The Reader Magazine
- Cover page, winter 2015
- Editor: Christopher Theodore
- Categories: local news, global news
- Frequency: quarterly
- Total circulation: 390,000 (2017)
- Founder: Christopher Theodore
- Founded: November 2000
- First issue: January 2001
- Company: Noble Media, Inc.
- Country: United States
- Based in: Redlands, California
- Language: English
- Website: www.reader.us

= The Reader Magazine =

The Reader Magazine is a free, printed, quarterly magazine based in Redlands, California, containing public interest journalism. It has a circulation of 390,000 by mail.

==History==
The Reader Magazine was founded by Christopher Theodore in November 2000 and was originally called The Redlands Community Coupon Book. The first issue appeared in January 2001. The first issue was a twelve-page coupon magazine with four-pages of community news mailed to 30,000 households. From 2002 to 2004, the publication was called The Redlands Reader during which time The Yucaipa Reader was launched, which increased the circulation to 60,000 households.
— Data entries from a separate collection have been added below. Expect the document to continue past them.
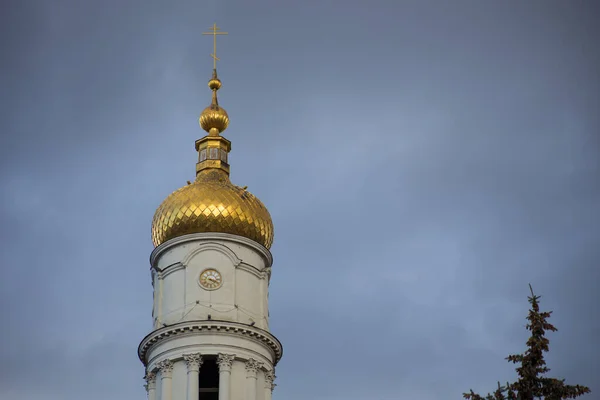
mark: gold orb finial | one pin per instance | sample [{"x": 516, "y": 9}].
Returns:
[{"x": 214, "y": 118}]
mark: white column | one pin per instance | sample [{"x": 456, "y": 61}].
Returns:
[
  {"x": 225, "y": 361},
  {"x": 252, "y": 367},
  {"x": 166, "y": 379},
  {"x": 150, "y": 379},
  {"x": 193, "y": 362},
  {"x": 269, "y": 385}
]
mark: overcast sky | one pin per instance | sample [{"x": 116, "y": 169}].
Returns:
[{"x": 423, "y": 161}]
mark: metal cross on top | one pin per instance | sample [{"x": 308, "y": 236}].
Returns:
[{"x": 214, "y": 31}]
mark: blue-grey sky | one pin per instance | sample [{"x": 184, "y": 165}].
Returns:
[{"x": 423, "y": 161}]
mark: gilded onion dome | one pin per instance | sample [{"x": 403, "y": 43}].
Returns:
[{"x": 212, "y": 203}]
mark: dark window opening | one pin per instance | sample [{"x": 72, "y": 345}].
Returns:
[{"x": 209, "y": 380}]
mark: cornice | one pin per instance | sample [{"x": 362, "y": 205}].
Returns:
[
  {"x": 194, "y": 237},
  {"x": 194, "y": 327}
]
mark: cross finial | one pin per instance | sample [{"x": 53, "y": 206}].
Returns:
[{"x": 214, "y": 31}]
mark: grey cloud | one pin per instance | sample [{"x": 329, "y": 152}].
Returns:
[{"x": 422, "y": 163}]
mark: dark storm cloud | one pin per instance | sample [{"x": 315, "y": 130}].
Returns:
[{"x": 422, "y": 161}]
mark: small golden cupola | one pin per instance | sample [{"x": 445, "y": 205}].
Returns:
[{"x": 212, "y": 203}]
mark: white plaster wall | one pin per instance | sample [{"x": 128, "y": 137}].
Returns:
[
  {"x": 178, "y": 297},
  {"x": 242, "y": 296},
  {"x": 260, "y": 385},
  {"x": 238, "y": 380},
  {"x": 179, "y": 390}
]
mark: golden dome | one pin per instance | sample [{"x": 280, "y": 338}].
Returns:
[{"x": 212, "y": 204}]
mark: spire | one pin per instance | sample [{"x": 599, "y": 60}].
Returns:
[
  {"x": 214, "y": 119},
  {"x": 213, "y": 149}
]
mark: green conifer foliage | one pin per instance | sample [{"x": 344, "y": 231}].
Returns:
[{"x": 532, "y": 383}]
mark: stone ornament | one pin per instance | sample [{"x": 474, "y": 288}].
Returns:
[
  {"x": 193, "y": 361},
  {"x": 252, "y": 367},
  {"x": 269, "y": 378},
  {"x": 225, "y": 361},
  {"x": 150, "y": 379},
  {"x": 166, "y": 368}
]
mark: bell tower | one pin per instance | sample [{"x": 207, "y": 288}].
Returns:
[{"x": 210, "y": 270}]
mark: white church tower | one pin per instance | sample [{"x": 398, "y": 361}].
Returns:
[{"x": 210, "y": 270}]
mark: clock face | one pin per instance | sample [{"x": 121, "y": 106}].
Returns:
[{"x": 210, "y": 279}]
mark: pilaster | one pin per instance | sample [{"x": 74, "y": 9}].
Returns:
[
  {"x": 150, "y": 379},
  {"x": 225, "y": 361},
  {"x": 193, "y": 362},
  {"x": 252, "y": 367},
  {"x": 166, "y": 376},
  {"x": 269, "y": 385}
]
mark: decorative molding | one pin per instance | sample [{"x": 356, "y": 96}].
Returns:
[
  {"x": 269, "y": 379},
  {"x": 250, "y": 269},
  {"x": 221, "y": 248},
  {"x": 210, "y": 327},
  {"x": 169, "y": 269},
  {"x": 266, "y": 273},
  {"x": 166, "y": 368},
  {"x": 196, "y": 237},
  {"x": 193, "y": 361},
  {"x": 150, "y": 379},
  {"x": 252, "y": 367},
  {"x": 225, "y": 361}
]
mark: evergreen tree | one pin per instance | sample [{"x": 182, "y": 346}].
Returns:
[{"x": 532, "y": 383}]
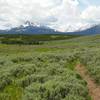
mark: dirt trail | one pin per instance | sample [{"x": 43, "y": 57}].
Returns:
[{"x": 94, "y": 89}]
In 2005, the name of the publication was changed to The Reader Magazine and circulation doubled to 120,000 households by including the cities of: Banning, Beaumont, Colton, Grand Terrace, Loma Linda, Highland, and San Bernardino. As of 2015, the largest Reader Magazine of the four regional publications is 40-pages, half news content and half local advertising. The four Reader Magazines are mailed to a total of 390,000 persons in San Bernardino and Riverside counties.

In March 2018, Noble Media, which owns Reader, raised $200,000 in capital from the Valley Economic Development Center (VEDC), a non-profit community funder.

== Controversy ==
In 2011, The Reader Magazine was described in the Columbia Journalism Review as employing a business model based on plagiarism, when they identified a number of cases of suspected plagiarism in the publication. These accusations were denied by The Reader. The Reader undertook legal action against the Columbia Journalism Review and the article's author. The Columbia Journalism Review subsequently reported that The Reader appeared to have reformed.